Doch gerade diejenigen, die nach den Antisemitismus-Vorwürfen von Gil Ofarim noch die Unschuldsvermutung hervorgehoben und für ein Abwarten der Ermittlungsergebnisse plädiert hatten, haben nun schon ein Urteil parat. Der Jude hat gelogen, wollte nur Aufmerksamkeit, kommentieren viele gehässig - und man spürt förmlich die Erleichterung: Gottseidank müssen wir uns nicht mit Antisemitismus beschäftigen. 

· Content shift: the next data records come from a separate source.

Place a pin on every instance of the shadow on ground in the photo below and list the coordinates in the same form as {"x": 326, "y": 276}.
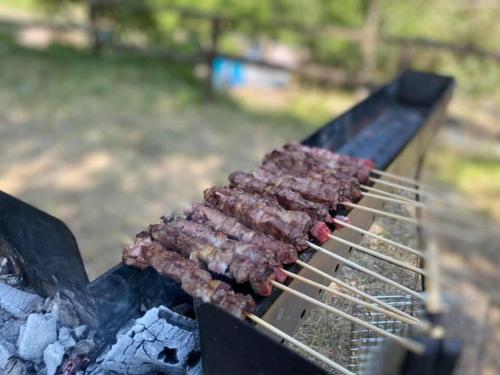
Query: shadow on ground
{"x": 109, "y": 145}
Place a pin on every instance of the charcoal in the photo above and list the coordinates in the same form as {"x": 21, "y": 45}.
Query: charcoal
{"x": 17, "y": 302}
{"x": 52, "y": 357}
{"x": 9, "y": 327}
{"x": 65, "y": 338}
{"x": 5, "y": 268}
{"x": 39, "y": 331}
{"x": 80, "y": 331}
{"x": 160, "y": 341}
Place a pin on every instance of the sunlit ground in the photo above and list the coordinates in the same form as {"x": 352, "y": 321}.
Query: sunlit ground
{"x": 110, "y": 145}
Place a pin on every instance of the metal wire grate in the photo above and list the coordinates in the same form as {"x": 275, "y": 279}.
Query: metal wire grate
{"x": 364, "y": 341}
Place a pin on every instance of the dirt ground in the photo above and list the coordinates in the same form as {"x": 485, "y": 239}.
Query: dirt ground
{"x": 109, "y": 146}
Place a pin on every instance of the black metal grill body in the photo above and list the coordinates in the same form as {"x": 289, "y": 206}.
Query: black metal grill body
{"x": 393, "y": 127}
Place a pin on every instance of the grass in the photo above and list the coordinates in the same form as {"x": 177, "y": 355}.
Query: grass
{"x": 109, "y": 145}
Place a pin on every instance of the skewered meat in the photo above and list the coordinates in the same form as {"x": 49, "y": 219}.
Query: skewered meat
{"x": 309, "y": 189}
{"x": 359, "y": 168}
{"x": 301, "y": 165}
{"x": 263, "y": 259}
{"x": 251, "y": 210}
{"x": 221, "y": 261}
{"x": 284, "y": 253}
{"x": 196, "y": 282}
{"x": 287, "y": 198}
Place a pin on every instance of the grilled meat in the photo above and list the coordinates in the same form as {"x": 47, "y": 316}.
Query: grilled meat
{"x": 196, "y": 282}
{"x": 254, "y": 212}
{"x": 263, "y": 259}
{"x": 310, "y": 174}
{"x": 347, "y": 165}
{"x": 284, "y": 253}
{"x": 197, "y": 246}
{"x": 289, "y": 199}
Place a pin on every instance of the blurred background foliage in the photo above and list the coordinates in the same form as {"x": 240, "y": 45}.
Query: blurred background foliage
{"x": 463, "y": 22}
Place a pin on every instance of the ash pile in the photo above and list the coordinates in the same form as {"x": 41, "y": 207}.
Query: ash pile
{"x": 47, "y": 336}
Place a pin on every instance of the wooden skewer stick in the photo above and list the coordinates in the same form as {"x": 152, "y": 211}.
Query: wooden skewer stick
{"x": 400, "y": 187}
{"x": 300, "y": 345}
{"x": 383, "y": 192}
{"x": 375, "y": 254}
{"x": 411, "y": 345}
{"x": 380, "y": 238}
{"x": 400, "y": 178}
{"x": 399, "y": 201}
{"x": 424, "y": 326}
{"x": 356, "y": 266}
{"x": 354, "y": 290}
{"x": 434, "y": 305}
{"x": 380, "y": 212}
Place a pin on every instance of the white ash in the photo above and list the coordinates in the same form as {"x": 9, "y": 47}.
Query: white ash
{"x": 40, "y": 336}
{"x": 53, "y": 356}
{"x": 16, "y": 302}
{"x": 160, "y": 341}
{"x": 7, "y": 351}
{"x": 36, "y": 334}
{"x": 65, "y": 337}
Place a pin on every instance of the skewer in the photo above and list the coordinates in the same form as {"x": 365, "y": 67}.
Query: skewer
{"x": 383, "y": 192}
{"x": 411, "y": 345}
{"x": 400, "y": 178}
{"x": 434, "y": 303}
{"x": 380, "y": 238}
{"x": 397, "y": 186}
{"x": 379, "y": 255}
{"x": 356, "y": 266}
{"x": 399, "y": 201}
{"x": 380, "y": 212}
{"x": 299, "y": 344}
{"x": 424, "y": 326}
{"x": 354, "y": 290}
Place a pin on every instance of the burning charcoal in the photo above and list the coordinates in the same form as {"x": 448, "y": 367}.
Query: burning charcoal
{"x": 52, "y": 357}
{"x": 160, "y": 341}
{"x": 16, "y": 302}
{"x": 39, "y": 331}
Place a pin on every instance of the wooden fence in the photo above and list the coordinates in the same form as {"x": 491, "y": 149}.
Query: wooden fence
{"x": 369, "y": 37}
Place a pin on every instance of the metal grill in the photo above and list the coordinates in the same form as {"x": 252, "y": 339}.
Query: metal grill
{"x": 364, "y": 342}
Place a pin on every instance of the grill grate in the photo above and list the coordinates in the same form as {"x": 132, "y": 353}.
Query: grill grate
{"x": 364, "y": 342}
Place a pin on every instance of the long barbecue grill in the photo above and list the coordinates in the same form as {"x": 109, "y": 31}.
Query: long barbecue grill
{"x": 392, "y": 127}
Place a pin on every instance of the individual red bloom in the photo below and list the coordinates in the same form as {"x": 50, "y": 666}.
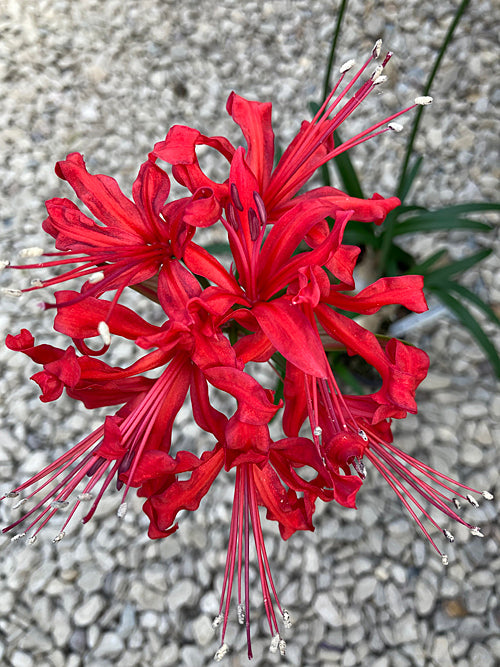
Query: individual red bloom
{"x": 312, "y": 147}
{"x": 269, "y": 479}
{"x": 132, "y": 239}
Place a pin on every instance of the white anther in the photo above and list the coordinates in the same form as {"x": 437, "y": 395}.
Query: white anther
{"x": 103, "y": 330}
{"x": 19, "y": 536}
{"x": 121, "y": 511}
{"x": 376, "y": 73}
{"x": 96, "y": 277}
{"x": 347, "y": 66}
{"x": 8, "y": 291}
{"x": 359, "y": 467}
{"x": 221, "y": 652}
{"x": 31, "y": 252}
{"x": 377, "y": 48}
{"x": 424, "y": 100}
{"x": 472, "y": 500}
{"x": 59, "y": 504}
{"x": 217, "y": 621}
{"x": 275, "y": 642}
{"x": 241, "y": 614}
{"x": 85, "y": 497}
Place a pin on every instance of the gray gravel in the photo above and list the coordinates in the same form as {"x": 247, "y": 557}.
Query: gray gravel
{"x": 107, "y": 78}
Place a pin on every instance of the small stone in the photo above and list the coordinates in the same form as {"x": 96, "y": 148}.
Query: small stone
{"x": 441, "y": 653}
{"x": 202, "y": 630}
{"x": 324, "y": 607}
{"x": 110, "y": 646}
{"x": 181, "y": 594}
{"x": 89, "y": 611}
{"x": 21, "y": 659}
{"x": 480, "y": 655}
{"x": 425, "y": 597}
{"x": 364, "y": 589}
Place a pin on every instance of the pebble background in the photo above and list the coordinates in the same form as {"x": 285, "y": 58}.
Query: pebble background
{"x": 108, "y": 78}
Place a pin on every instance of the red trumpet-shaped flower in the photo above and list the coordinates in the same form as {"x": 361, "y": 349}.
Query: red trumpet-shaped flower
{"x": 132, "y": 239}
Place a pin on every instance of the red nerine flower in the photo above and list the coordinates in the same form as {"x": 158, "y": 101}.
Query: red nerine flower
{"x": 290, "y": 286}
{"x": 132, "y": 239}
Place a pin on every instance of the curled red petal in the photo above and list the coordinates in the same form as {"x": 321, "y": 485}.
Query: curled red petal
{"x": 292, "y": 334}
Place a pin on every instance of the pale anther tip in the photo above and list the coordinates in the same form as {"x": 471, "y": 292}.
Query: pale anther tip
{"x": 241, "y": 614}
{"x": 85, "y": 497}
{"x": 8, "y": 291}
{"x": 96, "y": 277}
{"x": 31, "y": 252}
{"x": 424, "y": 100}
{"x": 58, "y": 537}
{"x": 274, "y": 643}
{"x": 377, "y": 48}
{"x": 472, "y": 500}
{"x": 17, "y": 537}
{"x": 347, "y": 66}
{"x": 103, "y": 330}
{"x": 122, "y": 510}
{"x": 221, "y": 652}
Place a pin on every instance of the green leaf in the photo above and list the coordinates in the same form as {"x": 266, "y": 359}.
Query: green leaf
{"x": 436, "y": 277}
{"x": 470, "y": 323}
{"x": 424, "y": 266}
{"x": 434, "y": 222}
{"x": 218, "y": 247}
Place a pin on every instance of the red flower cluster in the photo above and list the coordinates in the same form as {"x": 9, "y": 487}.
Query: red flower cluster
{"x": 290, "y": 284}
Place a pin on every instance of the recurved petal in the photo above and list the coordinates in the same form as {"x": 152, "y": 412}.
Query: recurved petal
{"x": 101, "y": 195}
{"x": 292, "y": 334}
{"x": 254, "y": 119}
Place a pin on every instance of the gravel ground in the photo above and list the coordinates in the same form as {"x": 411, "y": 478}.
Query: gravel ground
{"x": 107, "y": 78}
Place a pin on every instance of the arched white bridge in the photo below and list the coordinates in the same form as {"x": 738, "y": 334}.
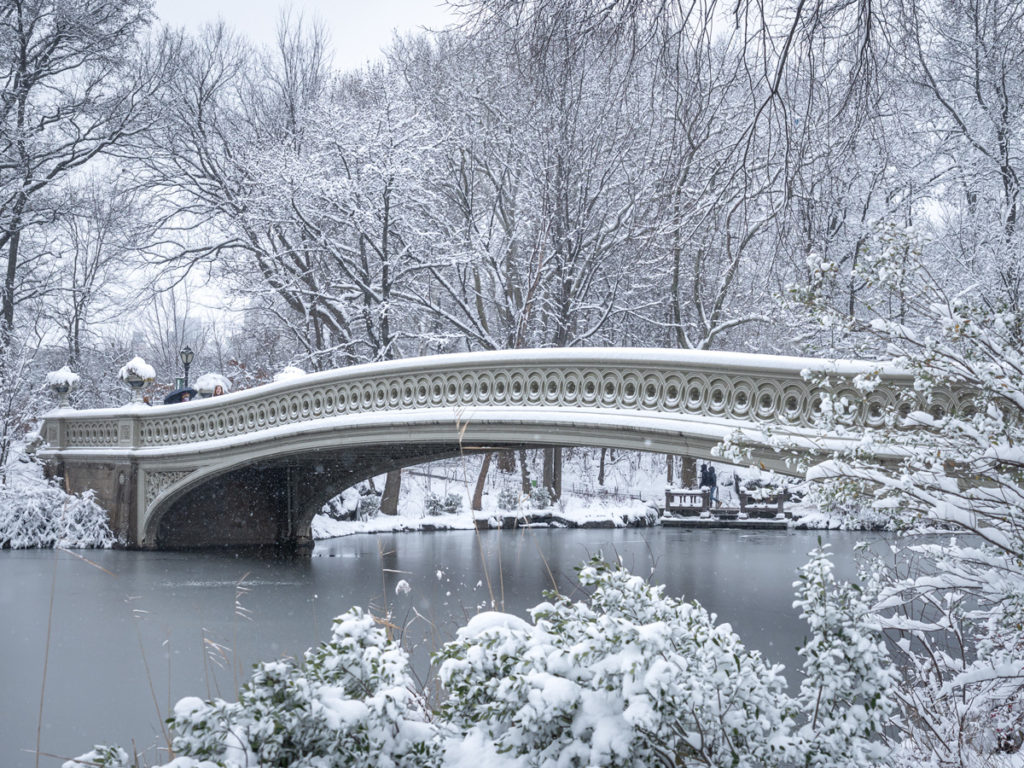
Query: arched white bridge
{"x": 253, "y": 467}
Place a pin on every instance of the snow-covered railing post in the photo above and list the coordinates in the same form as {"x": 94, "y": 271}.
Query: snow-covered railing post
{"x": 62, "y": 382}
{"x": 136, "y": 374}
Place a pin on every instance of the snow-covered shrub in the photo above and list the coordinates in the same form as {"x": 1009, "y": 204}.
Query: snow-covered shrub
{"x": 540, "y": 498}
{"x": 628, "y": 678}
{"x": 450, "y": 504}
{"x": 64, "y": 377}
{"x": 508, "y": 500}
{"x": 952, "y": 461}
{"x": 349, "y": 704}
{"x": 369, "y": 506}
{"x": 38, "y": 513}
{"x": 848, "y": 691}
{"x": 136, "y": 368}
{"x": 101, "y": 757}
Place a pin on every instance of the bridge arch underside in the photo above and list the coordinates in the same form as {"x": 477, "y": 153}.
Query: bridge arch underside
{"x": 267, "y": 495}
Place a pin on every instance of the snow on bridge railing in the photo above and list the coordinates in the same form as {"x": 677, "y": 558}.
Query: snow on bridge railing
{"x": 726, "y": 386}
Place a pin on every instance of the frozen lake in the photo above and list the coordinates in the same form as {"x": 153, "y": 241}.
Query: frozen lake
{"x": 192, "y": 624}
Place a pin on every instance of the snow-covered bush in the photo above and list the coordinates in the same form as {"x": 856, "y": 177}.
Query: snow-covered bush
{"x": 540, "y": 498}
{"x": 37, "y": 513}
{"x": 953, "y": 607}
{"x": 64, "y": 377}
{"x": 136, "y": 368}
{"x": 628, "y": 678}
{"x": 369, "y": 506}
{"x": 508, "y": 500}
{"x": 848, "y": 691}
{"x": 349, "y": 704}
{"x": 450, "y": 504}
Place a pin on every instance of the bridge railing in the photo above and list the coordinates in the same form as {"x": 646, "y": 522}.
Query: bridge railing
{"x": 731, "y": 387}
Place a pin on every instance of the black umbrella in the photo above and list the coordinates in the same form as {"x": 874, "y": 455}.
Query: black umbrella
{"x": 178, "y": 395}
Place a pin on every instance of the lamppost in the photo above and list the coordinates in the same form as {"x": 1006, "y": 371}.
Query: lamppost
{"x": 186, "y": 357}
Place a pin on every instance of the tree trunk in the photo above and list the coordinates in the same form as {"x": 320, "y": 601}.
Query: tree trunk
{"x": 477, "y": 504}
{"x": 688, "y": 473}
{"x": 524, "y": 471}
{"x": 556, "y": 472}
{"x": 392, "y": 486}
{"x": 506, "y": 462}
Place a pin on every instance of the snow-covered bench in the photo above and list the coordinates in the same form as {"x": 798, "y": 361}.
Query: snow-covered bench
{"x": 686, "y": 501}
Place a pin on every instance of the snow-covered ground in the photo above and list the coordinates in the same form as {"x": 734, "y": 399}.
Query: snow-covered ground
{"x": 35, "y": 512}
{"x": 634, "y": 483}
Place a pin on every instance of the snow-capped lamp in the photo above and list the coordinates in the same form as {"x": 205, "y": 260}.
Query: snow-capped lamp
{"x": 61, "y": 382}
{"x": 136, "y": 374}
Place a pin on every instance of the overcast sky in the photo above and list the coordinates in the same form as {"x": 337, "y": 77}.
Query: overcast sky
{"x": 358, "y": 28}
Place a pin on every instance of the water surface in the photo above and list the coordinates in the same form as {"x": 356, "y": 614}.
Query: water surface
{"x": 132, "y": 632}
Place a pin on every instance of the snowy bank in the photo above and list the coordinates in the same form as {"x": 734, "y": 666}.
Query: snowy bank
{"x": 37, "y": 513}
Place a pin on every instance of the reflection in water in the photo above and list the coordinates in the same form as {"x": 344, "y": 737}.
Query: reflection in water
{"x": 193, "y": 624}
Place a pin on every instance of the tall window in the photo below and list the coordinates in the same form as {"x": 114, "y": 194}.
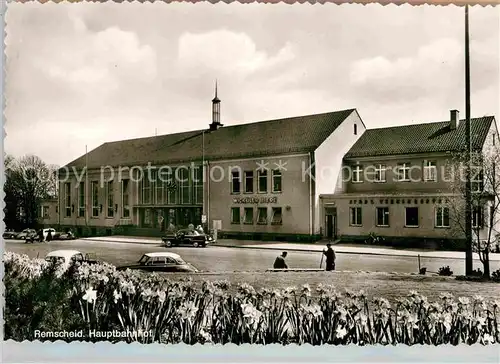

Wir haben Antisemitismus nicht im Griff

Diese Reaktion weist auf ein tiefsitzendes Problem unserer Gesellschaft hin. Wir Deutschen glauben, wir hätten Antisemitismus besiegt oder zumindest im Griff. Wenn überhaupt, dann sei er hierzulande nur ein Phänomen der sogenannten Ränder, also Rechtsextreme, Linksradikale und - natürlich - Muslim*innen. Das glauben viele - und irren. Die Demonstrationen der Querdenker*innen in den vergangenen anderthalb Jahren liefern ein eindrucksvolles Zeugnis, wie tief im Herzen der Gesellschaft antisemitische Denkweisen und Schemata sitzen.

Auch die nun oft wiederholte Behauptung, der Fall zeige vor allem, dass wir zu schnell urteilten, führt in die Irre. Ironischerweise tun die Verfechter*innen dieser Meinung ja genau das. Sie tun so, als ob bewiesen wäre, dass der Vorfall nicht stattgefunden habe. 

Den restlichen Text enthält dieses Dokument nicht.